Déclaration CGT CAP B du 5 décembre 2017

Déclaration CAP B du 5 décembre 2017

Monsieur le président, mesdames et messieurs les élus, cher(e)s collègues,

Les gouvernements se suivent, et les attaques contre les fonctionnaires et d’une manière générale l’ensemble des salariés se poursuivent par un bout un jour, par un autre bout le jour suivant. Si la CGT s’est positionnée contre le gel du point d’indice, les accords dit PPCR et le report de ces derniers au premier janvier 2019, des dispositions de revalorisations indiciaires, ces mesures sont une fois de plus un signal de désamour et de mépris à tous les agents de la fonction publique.

Le Conseil supérieur de la fonction publique territoriale (CSFPT) a examiné lors de sa séance plénière du 15 novembre, deux projets de décrets relatifs aux sapeurs-pompiers professionnels, notamment les médecins et pharmaciens de SPP.

Ces deux décrets étaient les derniers textes concernant l’application de l’accord PPCR à la fonction publique territoriale n’ayant pas encore fait l’objet d’une publication.

Ces textes, ayant pour l’un une portée statutaire et pour l’autre une portée indiciaire et intègrent  également le report de 12 mois des mesures de revalorisations indiciaires prévues, à compter du 1er janvier 2018.Ces deux textes ont reçu un avis défavorable du CSFPT, cet avis n’étant que consultatif, les projets de décrets poursuivront leur parcours, notamment leur examen par le Conseil d’Etat, et seront publiés avant la fin de l’année et finaliseront l’application du protocole PPCR à la filière des sapeurs-pompiers professionnels.

Concernant les médecins, les mesures ne devraient pas contribuer à rendre les postes plus attractifs notamment en termes de rémunération, au sein des services départementaux d’incendie et de secours (SDIS), où la pénurie de médecins de SPP est particulièrement sensible. Cela se verrait plus sans la contractualisation de médecins SPV pour avoir des médecins chefs.

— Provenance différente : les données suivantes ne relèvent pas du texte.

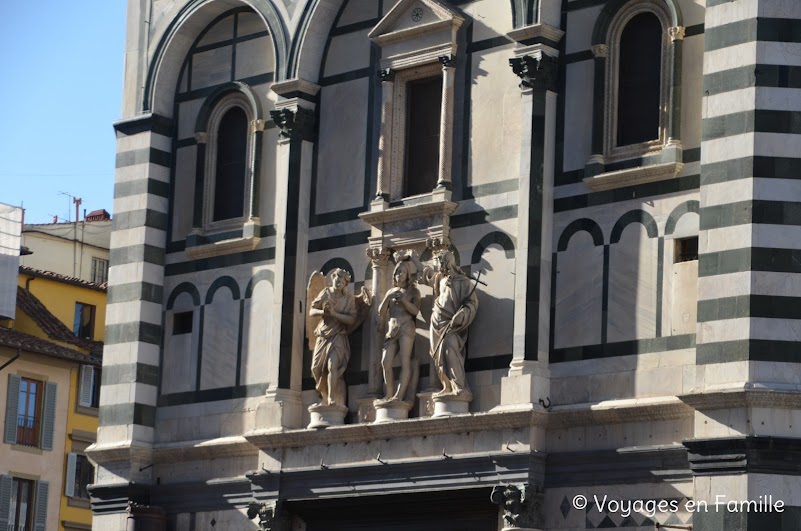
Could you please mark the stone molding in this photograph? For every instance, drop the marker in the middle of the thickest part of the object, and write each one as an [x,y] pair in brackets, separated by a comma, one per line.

Les statistiques 2016 publiées par notre direction générale, faisaient état d’une moyenne d’âge des médecins SPP du SSSM, de 54 ans. Dans le détail, 29% sont âgés de plus de 60 ans quand 24% ont entre 55 et 60 ans. Avec ces textes, quel message envoyé ? Quel sera l’avenir de la médecine au sein de nos établissements ?

Nous prenons toujours le temps de lire les dispositions concernant le financement de la Sécurité Civile lors des PLF. Ainsi sur le PLF 2018 nous sommes tombés sur l’échange, entre le rapporteur du gouvernement et M. CIOTTI, relatif au financement de l’ENSOSP.

Nous savons de quel côté regarder chaque fois que le CNFPT est attaqué sur la problématique de la formation des officiers de Sapeurs-Pompiers.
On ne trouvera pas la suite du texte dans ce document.